Where it will be particularly felt, in our view, will be Italy. Until this point, we can either assume (a) that the ECB holds the line with sovereign bond purchases or (b) on the contrary, it accelerates them. If it holds it, then the increase in Italian sovereign risk will affect French banks more than German banks. The endgame here is France leaving the Eurozone, as it becomes evident that the German lobby on the ECB forces France to recapitalize its financial system at a prohibitively high cost. France would be better off recapitalizing/nationalizing its system in French Francs. But if France leaves, there is no Eurozone and Germany is left without the benefit of its pan-European reserve currency. The negotiations leading to this result would be very interesting, full of volatility and we don’t know what would happen to the value of gold here. Indeed, gold should find a strong bid, but at the same time, one has to believe that the Fed would find it very, very difficult to justify renewing USD swaps to a central bank (the ECB) in the process of being liquidated. This is true particularly in the following months, as a cornerstone of the Republican Party is the promise to closely audit the Fed.
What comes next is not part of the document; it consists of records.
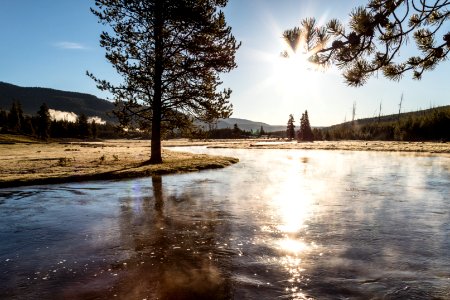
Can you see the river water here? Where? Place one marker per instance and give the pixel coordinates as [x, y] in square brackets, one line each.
[280, 224]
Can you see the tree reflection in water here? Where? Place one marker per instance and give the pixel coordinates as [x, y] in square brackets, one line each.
[174, 258]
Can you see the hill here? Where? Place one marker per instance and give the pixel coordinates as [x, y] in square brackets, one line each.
[31, 98]
[243, 124]
[248, 125]
[423, 125]
[394, 117]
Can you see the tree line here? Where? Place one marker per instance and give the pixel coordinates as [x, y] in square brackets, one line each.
[42, 126]
[305, 133]
[428, 125]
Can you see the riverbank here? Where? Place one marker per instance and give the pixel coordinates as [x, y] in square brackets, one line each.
[30, 163]
[387, 146]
In this case, the cost of USD funding would shoot exponentially and margin calls would crush the price gold and the rest of the risky asset spectrum.
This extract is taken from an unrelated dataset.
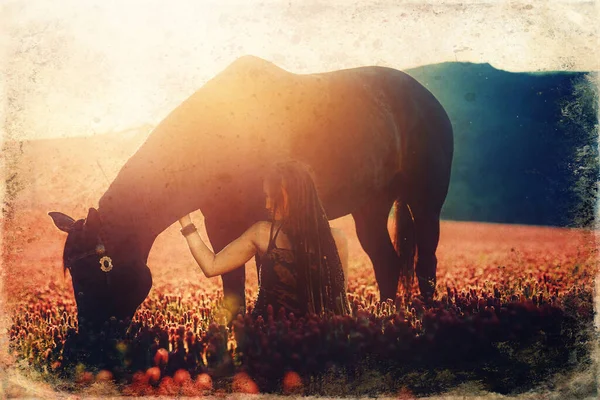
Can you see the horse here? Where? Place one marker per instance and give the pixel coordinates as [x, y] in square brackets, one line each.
[374, 137]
If, on the contrary, under Mr. Draghi, the ECB accelerates sovereign bond purchases, the Euro would embark on a devaluing road and gold would steadily rise against ALL currencies, as the Fed would extend a hand to the ECB, in the belief that the Eurozone can survive, albeit at the expense of losing purchasing power and perhaps too, the dream of ever challenging the US dollar as the world’s reserve currency.
In this scenario, the devaluing game would continue as long as the German public tolerates the resulting inflation. This scenario could easily include the separation of Greece and Portugal from the Eurozone, while Spain makes progress with its fiscal program and Italy wins time to restructure. This is the can-kicking option, with no guaranteed results. But it buys time and perhaps ends in some sort of federal tax structure. If inflation picked up significantly, this scenario could potentially end with Germany leaving the Eurozone, particularly if no advance is made towards a pan-European fiscal integration.
We think therefore that this last option (ECB accelerates sovereign bond purchases) is the most likely and see brighter days for gold.